Sunday, September 15, 2013

TIme to reflect on ourselves and our paradigm for true evolution to occur....

Here's an excerpt from Hazel Henderson's 1978 book "Creating Alternative Futures" which points to the need to evaluate our perspective as a core mechanism of progress....

"The dreams of technology-based hedonism, where machines would work and people would be trained for leisure, were, I believe, premature and based on inadequate ecological models. They will remain beyond our reach until we learn to control our population, reduce the impacts of our technology, and share our resources more equitably. It is time for the science and technology of industrialism to realize it's conceptual limitations. The stakes have never been higher for human survival. We need a new scientific paradigm, more suitable for a science that stands at the brink of nuclear disaster and genetic manipulation, a science that has the potential of enhancing human evolutionary possibilities or turning us into a race of what John Leonard calls, 'bionic junkies.' This new scientific approach must be self-reflective. The old, innocent view - 'scientist observing phenomenon' - will no longer suffice.

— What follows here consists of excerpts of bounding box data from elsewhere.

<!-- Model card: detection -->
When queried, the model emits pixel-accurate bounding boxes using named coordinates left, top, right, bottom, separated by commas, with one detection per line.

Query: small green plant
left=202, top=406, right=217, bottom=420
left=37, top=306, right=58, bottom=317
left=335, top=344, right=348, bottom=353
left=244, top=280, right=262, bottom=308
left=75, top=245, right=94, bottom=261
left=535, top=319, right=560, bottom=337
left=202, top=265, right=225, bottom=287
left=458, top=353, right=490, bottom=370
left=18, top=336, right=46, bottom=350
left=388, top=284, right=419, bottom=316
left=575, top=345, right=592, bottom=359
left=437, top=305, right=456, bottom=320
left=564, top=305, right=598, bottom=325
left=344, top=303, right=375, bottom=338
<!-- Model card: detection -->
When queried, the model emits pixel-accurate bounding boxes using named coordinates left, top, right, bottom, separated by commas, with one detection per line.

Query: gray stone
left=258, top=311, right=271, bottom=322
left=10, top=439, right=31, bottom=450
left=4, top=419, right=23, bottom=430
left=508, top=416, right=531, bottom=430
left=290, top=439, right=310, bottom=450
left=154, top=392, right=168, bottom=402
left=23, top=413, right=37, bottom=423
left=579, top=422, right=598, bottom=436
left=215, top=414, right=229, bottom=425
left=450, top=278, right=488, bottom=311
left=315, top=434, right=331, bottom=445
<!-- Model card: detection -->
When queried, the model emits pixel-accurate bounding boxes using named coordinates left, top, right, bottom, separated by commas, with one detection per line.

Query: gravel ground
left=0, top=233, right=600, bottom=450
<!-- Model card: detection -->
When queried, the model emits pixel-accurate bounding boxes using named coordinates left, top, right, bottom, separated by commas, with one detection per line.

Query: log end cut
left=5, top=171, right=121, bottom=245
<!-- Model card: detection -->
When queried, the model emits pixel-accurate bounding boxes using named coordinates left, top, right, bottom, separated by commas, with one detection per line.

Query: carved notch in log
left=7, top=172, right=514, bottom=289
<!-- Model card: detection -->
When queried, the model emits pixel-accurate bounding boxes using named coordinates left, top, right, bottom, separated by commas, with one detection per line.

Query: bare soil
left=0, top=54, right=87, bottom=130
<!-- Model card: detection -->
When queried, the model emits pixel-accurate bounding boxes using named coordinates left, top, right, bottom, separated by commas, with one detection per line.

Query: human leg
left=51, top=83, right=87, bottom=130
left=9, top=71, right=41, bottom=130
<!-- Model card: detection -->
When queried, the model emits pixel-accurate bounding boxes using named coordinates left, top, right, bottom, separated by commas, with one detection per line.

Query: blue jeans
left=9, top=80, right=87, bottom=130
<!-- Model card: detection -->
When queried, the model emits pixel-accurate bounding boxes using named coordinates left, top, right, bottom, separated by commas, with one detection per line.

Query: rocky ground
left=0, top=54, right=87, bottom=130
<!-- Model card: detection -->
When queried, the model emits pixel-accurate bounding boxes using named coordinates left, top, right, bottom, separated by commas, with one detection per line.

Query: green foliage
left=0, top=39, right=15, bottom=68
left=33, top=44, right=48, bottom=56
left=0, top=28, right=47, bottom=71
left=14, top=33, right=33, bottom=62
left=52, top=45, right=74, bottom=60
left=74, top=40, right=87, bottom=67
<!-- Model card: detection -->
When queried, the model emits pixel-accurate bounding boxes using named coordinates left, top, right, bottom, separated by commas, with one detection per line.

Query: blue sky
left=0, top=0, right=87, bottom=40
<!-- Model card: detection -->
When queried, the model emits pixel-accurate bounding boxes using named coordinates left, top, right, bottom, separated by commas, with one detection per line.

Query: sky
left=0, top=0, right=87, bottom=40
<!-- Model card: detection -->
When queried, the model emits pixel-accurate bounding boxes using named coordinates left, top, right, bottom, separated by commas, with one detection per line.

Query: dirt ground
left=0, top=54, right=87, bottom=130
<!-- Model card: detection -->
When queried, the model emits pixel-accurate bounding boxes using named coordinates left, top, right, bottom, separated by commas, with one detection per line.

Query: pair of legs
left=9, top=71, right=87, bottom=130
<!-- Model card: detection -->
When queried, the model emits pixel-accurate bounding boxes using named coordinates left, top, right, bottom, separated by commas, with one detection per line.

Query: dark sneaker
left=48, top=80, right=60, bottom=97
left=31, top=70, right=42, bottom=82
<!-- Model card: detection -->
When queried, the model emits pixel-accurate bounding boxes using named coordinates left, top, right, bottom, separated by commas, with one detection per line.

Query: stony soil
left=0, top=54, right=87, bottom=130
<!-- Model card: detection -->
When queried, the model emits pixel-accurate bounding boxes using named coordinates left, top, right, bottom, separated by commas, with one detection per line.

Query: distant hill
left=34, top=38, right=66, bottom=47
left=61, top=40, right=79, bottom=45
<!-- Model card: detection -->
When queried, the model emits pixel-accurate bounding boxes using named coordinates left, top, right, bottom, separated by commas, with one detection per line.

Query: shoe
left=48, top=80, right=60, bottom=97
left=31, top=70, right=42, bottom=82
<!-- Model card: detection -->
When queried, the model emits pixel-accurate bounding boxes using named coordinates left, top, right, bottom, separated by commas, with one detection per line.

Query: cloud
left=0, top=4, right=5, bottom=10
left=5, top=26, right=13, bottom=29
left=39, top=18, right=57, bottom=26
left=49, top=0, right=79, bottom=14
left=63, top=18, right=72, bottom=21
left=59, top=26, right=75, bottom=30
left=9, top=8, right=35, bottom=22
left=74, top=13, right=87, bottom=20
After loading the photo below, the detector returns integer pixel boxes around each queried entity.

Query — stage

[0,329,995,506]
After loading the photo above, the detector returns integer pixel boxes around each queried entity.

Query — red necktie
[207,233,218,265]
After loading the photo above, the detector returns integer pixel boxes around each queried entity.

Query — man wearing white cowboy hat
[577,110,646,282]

Today we must pull back one 'photo frame' and include a new composite view: 'scientist observing her or himself observing phenomenon.' This reflective paradigm exists in psychology, where those seeking to practice psychoanalysis on their fellow creatures must themselves submit to a prior psychoanalysis."

"Now, perhaps we should urge all scientists to undergo psychoanalysis to understand their own deeper motivations, impulses, and ego needs....

.... Perhaps William Irwin Thompson is right when he notes that we need to rediscover the Pythagorean tradition in science rather than to continue to pursue today's Archimedean science with its seeking to control nature through prediction and experimentation. Thompson notes that he Pythagorean approach embraced a mystical view of science that was integrated with art and religion. Fritjof Capra, in "Tao of Physics" draws the same conclusions and shows how physics has progressed in this century to an ever more metaphysical world view, more consistent with the direct, experiential insights of Eastern religious traditions than with the atomistic, mechanistic view characteristic of the now receding industrial age. Dr. John Todd of the New Alchemy Institute typifies the new reverence which now must inform our scientific enterprise. He sees evolution not as pre-programmed, but as a continual sacred dialogue with our planet.  Radical horticulturalists Alan Chadwick and John Jeavons of California share this view of their methods of producing astonishing yields. Such augmenting of natural productivity and reintegrating our activities into biospheric processes is already leading to a design revolution and a rethinking of many problems of production and of energy and materials management.....

... Our own capabilities and imaginations will be stretched by our current crisis. Millions of us are transcending our old fragmented viewpoints and rising to anew levels of human awareness and many academic fields are undergoing creative ferment. Time is short; but we can all do no less than play our part in this human evolutionary struggle."